In winter the militants go into hibernation. They carry on-off attacks to send the message that they are not defeated. However, the period of relatively calm helps the government forces to replenish their supplies and plan another better counter-insurgency strategy—rare to see because the security policymakers also take rest when insurgents go underground. Perhaps, it is the reason that the law enforcement agencies could not bust the sleeping cells. Moreover, the policymakers do not plan on modern lines for the next stage of fighting. The unplugged loopholes in the security policies have resulted in heavy civilian and military casualties.  Over 5,000 brave soldiers and policemen were killed in the past eight months.

The heavy casualties are not the outcome of surge in terror activities but providing the job of policymaking to those who are not fit for it. The so-called strategies are not paying due attention to the tangible and intangible elements when chalking out policies. The military tactics show the defensive mode. Despite having airpower and a sufficient strength of armed forces, the government failed to improve security situation.  Insecurity will continue to gain foothold if the strategies did not go beyond traditional thinking.

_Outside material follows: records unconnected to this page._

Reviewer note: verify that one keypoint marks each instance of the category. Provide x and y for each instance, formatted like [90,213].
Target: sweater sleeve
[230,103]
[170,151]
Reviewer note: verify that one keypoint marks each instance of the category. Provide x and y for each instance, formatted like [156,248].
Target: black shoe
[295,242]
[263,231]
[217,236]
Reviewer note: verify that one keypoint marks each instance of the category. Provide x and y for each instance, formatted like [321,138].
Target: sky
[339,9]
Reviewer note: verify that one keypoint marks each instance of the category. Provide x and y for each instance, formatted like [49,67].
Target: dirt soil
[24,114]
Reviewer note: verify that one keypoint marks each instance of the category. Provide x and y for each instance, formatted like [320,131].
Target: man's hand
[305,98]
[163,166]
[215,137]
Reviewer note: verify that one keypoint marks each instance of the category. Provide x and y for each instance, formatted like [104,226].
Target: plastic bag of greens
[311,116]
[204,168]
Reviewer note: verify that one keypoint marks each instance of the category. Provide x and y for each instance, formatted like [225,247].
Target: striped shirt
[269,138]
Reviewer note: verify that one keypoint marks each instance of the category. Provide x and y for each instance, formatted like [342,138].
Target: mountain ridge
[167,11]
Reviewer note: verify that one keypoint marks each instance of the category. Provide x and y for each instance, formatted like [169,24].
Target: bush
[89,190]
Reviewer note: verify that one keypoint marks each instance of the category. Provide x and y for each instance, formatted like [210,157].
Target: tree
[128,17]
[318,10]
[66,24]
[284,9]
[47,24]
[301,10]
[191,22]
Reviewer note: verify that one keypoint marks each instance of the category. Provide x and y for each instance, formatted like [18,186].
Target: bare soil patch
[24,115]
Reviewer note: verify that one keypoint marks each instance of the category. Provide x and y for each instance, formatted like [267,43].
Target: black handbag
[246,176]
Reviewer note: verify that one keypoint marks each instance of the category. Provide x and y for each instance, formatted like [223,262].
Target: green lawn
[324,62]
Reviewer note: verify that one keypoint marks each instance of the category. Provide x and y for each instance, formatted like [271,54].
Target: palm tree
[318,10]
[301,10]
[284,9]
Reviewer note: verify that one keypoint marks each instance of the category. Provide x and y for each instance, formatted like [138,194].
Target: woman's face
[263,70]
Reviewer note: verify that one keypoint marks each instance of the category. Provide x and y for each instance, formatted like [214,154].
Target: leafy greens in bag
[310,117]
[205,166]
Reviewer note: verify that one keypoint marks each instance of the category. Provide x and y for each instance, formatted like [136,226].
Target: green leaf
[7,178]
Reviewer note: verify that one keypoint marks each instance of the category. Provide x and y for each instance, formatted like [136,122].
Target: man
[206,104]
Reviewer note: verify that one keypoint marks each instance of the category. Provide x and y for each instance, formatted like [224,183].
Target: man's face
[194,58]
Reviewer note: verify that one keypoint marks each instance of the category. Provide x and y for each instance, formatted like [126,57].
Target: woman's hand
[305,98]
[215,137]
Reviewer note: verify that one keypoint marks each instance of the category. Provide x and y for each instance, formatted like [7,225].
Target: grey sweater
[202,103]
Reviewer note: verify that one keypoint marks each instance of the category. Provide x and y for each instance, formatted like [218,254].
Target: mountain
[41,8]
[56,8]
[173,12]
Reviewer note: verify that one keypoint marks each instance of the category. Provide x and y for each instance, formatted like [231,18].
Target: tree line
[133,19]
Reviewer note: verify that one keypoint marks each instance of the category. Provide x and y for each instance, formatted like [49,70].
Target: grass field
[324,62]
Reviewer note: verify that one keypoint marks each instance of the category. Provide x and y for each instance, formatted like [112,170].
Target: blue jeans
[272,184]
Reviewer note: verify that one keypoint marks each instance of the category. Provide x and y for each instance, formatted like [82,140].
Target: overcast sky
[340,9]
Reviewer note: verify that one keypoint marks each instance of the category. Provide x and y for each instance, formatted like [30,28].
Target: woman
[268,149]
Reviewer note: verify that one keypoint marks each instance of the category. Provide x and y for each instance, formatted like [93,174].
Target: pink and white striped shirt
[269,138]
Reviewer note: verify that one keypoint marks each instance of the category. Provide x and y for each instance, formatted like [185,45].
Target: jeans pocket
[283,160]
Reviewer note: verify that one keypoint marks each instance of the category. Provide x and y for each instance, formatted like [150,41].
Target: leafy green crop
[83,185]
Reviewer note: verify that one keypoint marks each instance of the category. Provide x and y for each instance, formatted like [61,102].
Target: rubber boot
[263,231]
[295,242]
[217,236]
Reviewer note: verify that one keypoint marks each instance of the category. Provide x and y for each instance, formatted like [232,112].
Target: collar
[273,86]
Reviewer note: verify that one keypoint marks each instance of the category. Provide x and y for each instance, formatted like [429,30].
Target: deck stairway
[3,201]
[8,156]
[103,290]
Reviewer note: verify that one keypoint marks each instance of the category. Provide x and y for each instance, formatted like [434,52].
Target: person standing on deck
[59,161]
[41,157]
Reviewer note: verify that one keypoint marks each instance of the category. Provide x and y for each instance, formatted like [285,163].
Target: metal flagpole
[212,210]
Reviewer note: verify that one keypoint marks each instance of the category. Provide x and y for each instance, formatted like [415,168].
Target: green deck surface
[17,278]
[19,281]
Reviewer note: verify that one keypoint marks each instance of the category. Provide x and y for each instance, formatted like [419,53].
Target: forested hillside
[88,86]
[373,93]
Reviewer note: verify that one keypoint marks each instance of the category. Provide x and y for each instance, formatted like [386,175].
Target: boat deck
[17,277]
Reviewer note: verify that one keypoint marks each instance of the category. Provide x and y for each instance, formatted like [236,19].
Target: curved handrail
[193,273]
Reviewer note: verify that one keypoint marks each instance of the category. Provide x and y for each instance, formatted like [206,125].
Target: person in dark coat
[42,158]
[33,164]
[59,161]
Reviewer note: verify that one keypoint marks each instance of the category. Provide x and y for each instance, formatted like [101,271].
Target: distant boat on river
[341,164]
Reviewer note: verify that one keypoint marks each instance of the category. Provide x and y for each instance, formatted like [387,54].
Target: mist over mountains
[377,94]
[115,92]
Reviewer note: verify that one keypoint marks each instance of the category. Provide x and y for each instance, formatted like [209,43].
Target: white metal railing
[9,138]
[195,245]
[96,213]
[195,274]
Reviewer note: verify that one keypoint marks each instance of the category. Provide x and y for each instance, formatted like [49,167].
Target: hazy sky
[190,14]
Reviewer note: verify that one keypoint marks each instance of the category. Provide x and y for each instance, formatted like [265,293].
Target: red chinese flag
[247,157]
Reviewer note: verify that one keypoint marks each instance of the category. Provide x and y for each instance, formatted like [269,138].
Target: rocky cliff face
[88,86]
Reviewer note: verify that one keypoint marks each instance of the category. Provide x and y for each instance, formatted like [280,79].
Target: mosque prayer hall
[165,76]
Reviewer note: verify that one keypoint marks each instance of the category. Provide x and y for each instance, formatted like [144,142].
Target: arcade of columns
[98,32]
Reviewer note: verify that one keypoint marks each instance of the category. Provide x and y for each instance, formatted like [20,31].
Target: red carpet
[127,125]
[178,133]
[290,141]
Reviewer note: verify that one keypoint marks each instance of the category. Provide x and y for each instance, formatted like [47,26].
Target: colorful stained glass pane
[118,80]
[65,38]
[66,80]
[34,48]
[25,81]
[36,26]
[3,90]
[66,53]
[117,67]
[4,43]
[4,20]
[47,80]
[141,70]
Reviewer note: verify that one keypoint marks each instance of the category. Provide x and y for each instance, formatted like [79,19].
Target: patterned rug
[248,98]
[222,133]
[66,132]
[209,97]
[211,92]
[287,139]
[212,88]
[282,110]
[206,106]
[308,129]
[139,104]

It is believed that this year the militants would continue fighting the security forces—without any break.  The reason is the rapidly changing climate which has caught little attention of public and the government. Heavy snow provides little area to the militants to operate. If the country receives little snow than the average it would pose serious security challenge. To come with alternatives, the high-ranking security officials and leaders in the power corridors must keep the climate change in view.

The government should prepare for the worst and can hope for the best. Timely measures can save lives of hundreds of people and break the backbone of militants. There is need for productive and aggressive policies to defeat the insurgents. However, civilian casualties must be avoided, whatsoever comes.